Fifty years ago, Curt Flood walked away from the Senators. He left baseball forever changed.
By recognizing a minor league union voluntarily and clearing the way for players to bargain for their conditions, MLB may be heading off some of that federal interest in the antitrust exemption that has facilitated key aspects of the league’s operations for decades.



The increased attention on the minor league experience was one reason MLBPA decided to seize the moment and act now. Clark said last week that the process began as early as 2020, when he made contact with the AFL-CIO and built connections with minor leaguers and organizing groups. Recently, the MLBPA’s executive subcommittee voted to support minor league unionization, clearing the way for the distribution of authorization cards, which gauged interest.

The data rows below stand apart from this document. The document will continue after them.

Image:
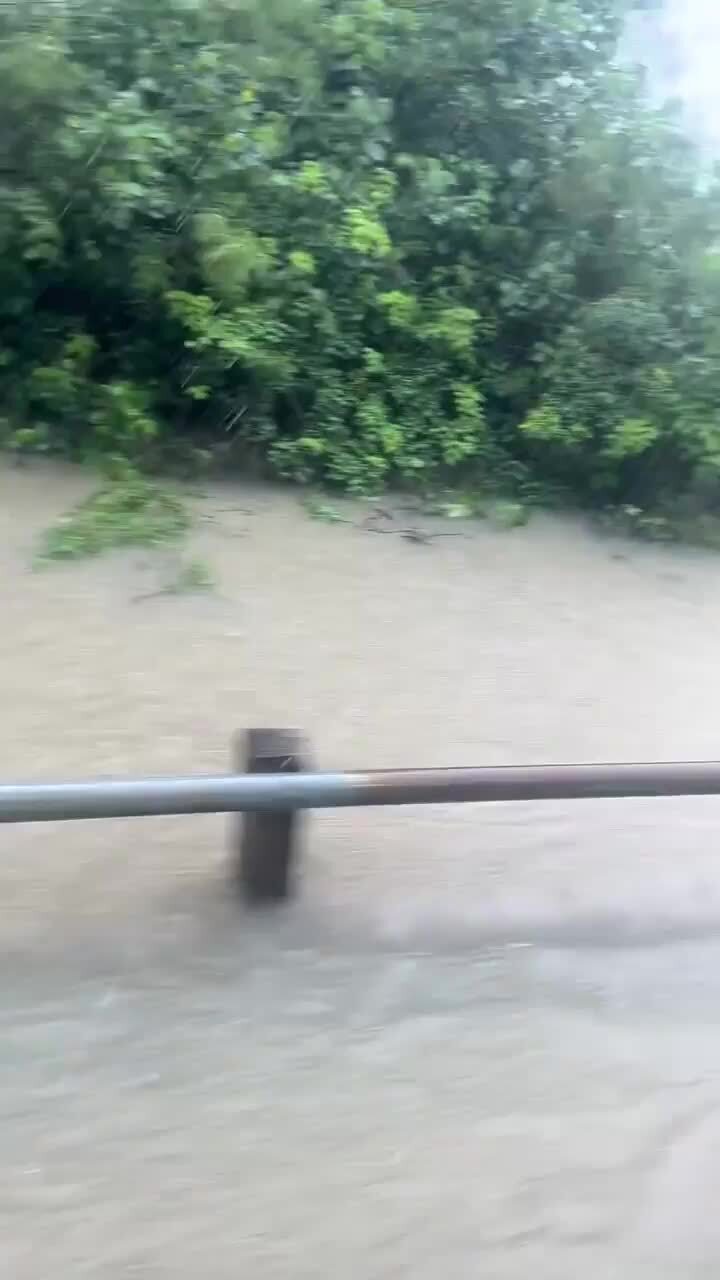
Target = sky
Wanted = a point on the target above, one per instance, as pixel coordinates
(680, 44)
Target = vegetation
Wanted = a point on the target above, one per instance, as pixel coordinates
(128, 511)
(359, 241)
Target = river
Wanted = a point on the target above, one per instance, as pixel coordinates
(483, 1041)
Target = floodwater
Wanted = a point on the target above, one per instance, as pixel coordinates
(484, 1041)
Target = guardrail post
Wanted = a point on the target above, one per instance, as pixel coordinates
(268, 842)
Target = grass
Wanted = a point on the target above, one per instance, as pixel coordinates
(131, 511)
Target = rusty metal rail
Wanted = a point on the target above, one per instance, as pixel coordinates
(274, 787)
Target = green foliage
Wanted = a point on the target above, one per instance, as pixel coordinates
(364, 241)
(128, 511)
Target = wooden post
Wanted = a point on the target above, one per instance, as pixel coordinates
(268, 842)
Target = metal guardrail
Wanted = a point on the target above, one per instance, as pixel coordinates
(273, 787)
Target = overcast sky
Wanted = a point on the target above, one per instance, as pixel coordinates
(682, 45)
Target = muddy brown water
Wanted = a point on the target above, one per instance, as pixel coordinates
(484, 1041)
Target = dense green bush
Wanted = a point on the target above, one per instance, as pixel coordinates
(364, 241)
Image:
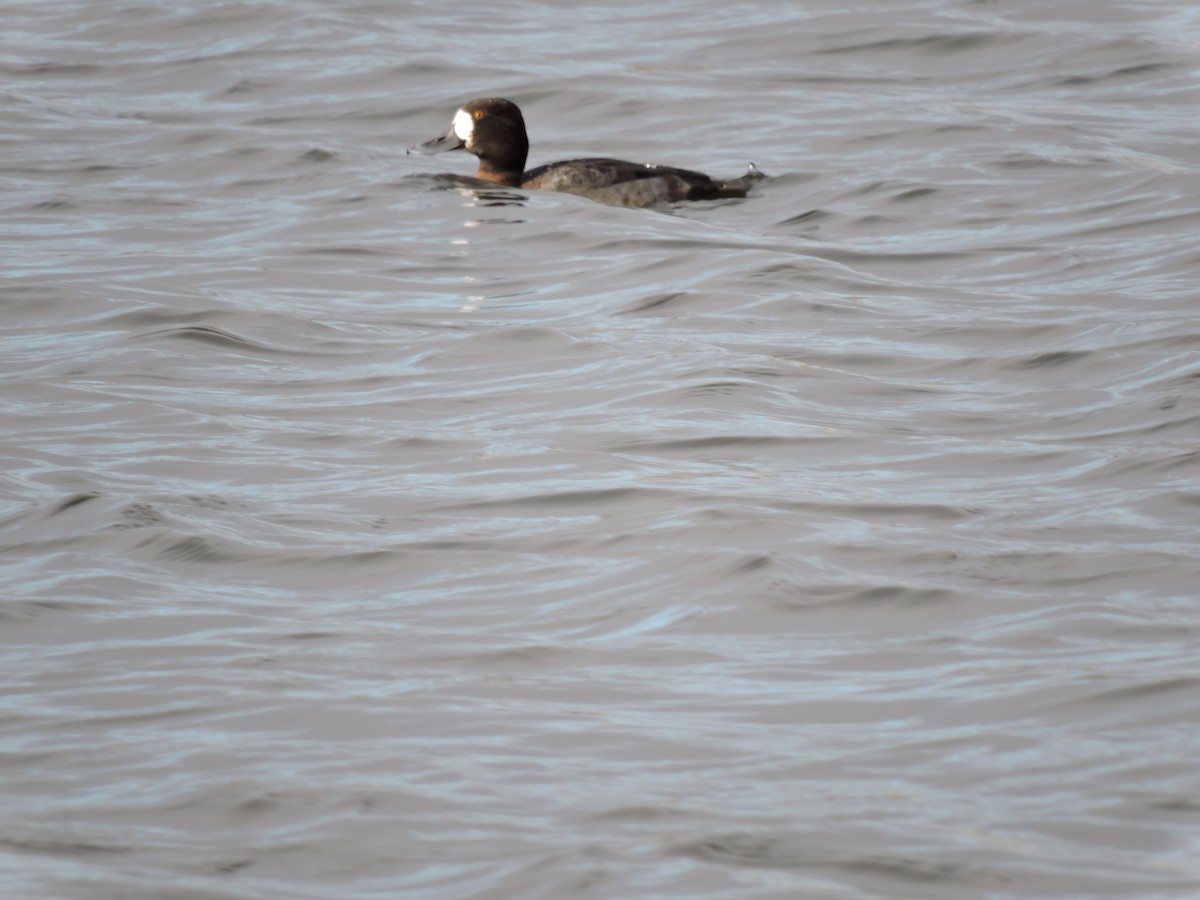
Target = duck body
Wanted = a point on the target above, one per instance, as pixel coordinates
(493, 130)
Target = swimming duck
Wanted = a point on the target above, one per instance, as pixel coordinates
(493, 130)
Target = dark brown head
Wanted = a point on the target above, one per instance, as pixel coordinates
(493, 130)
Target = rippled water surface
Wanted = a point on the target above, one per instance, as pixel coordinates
(367, 535)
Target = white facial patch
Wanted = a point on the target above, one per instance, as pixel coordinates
(463, 126)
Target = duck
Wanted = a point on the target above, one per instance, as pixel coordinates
(493, 130)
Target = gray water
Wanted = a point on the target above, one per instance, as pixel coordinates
(367, 537)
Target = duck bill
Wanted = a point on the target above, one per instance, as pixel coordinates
(439, 145)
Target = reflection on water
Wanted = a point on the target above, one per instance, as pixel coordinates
(835, 540)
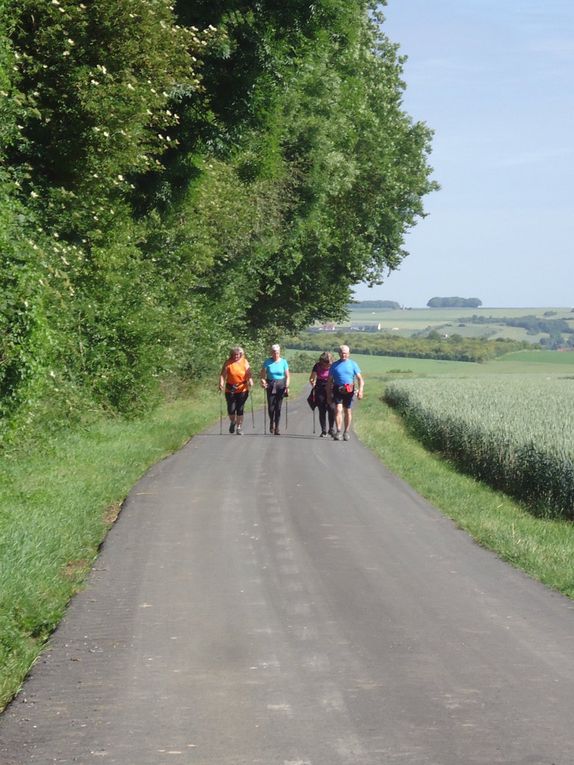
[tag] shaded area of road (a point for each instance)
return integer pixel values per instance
(287, 601)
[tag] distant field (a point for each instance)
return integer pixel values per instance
(552, 363)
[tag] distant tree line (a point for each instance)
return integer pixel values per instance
(453, 348)
(454, 302)
(178, 177)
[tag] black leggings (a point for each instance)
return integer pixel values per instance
(275, 394)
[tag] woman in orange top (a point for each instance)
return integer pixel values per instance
(235, 378)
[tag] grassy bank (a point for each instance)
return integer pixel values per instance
(57, 503)
(542, 548)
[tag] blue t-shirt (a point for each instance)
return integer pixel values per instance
(275, 370)
(343, 372)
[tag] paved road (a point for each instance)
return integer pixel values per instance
(286, 601)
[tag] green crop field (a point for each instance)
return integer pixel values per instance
(516, 432)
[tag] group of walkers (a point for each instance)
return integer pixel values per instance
(334, 386)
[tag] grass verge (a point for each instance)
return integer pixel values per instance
(57, 503)
(542, 548)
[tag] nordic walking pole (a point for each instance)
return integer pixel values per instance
(220, 412)
(315, 402)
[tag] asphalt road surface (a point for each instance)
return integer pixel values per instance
(285, 600)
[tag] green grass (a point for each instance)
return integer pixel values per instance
(58, 501)
(56, 504)
(542, 548)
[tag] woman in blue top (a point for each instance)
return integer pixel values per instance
(275, 379)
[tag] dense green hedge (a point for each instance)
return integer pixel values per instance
(179, 178)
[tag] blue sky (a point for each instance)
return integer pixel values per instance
(495, 80)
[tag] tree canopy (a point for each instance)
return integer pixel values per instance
(177, 178)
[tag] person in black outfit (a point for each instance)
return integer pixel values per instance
(318, 380)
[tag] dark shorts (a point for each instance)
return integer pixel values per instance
(342, 397)
(235, 402)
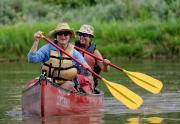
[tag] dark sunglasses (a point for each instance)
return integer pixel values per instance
(65, 33)
(83, 34)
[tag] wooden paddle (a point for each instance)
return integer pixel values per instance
(149, 83)
(121, 93)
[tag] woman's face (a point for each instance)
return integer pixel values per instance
(85, 39)
(63, 37)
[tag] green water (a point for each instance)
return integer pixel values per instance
(163, 108)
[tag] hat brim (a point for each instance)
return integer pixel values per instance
(85, 33)
(54, 32)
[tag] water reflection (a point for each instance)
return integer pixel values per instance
(150, 120)
(73, 119)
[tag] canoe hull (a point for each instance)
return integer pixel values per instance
(43, 98)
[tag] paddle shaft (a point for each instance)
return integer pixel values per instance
(62, 50)
(97, 57)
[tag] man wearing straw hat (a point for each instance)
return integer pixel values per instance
(59, 67)
(86, 34)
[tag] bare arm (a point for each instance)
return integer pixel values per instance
(37, 37)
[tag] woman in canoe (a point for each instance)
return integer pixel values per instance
(86, 35)
(59, 67)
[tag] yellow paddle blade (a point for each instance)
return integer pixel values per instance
(154, 120)
(124, 95)
(145, 81)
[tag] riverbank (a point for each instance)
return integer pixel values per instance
(146, 39)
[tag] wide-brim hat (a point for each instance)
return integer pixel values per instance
(88, 29)
(61, 27)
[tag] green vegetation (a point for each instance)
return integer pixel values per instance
(123, 28)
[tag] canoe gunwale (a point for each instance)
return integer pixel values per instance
(38, 82)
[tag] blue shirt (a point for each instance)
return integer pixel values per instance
(43, 55)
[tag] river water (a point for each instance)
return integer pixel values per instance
(162, 108)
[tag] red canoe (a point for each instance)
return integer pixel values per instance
(44, 98)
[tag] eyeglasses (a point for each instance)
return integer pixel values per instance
(65, 33)
(83, 34)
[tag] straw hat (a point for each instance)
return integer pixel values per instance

Earlier this month, the MLBPA announced it had more than the 30 percent support required by the NLRB, and that it had asked MLB to recognize the union voluntarily. Just weeks later, the union is official, and so is the affiliation of the MLBPA with the AFL-CIO, one of the more prominent labor unions in the country and a powerful organizing force.
People familiar with baseball negotiating wonder how much room minor leaguers will have to raise their salaries through bargaining, particularly since many people in the industry draw a line from the 2021 contraction of the minors to the increased expenses levied on owners by MLB’s new facility, nutrition, housing and pay standards. If players negotiate much higher salaries and more expensive operations, owners could see the increased expenses as a reason to further contract their minor league obligations — though MLB argues its takeover will allow minor league teams to accumulate more large-scale ad revenue and perhaps even peddle television rights that could bring in additional funds.
Whatever the eventual consequences, Wednesday’s news was already monumental: A minor league union once seemed unthinkable because of the pressures involved, and now one has materialized. The way the sport handles its young players will undoubtedly change forever as a result, likely sooner than later.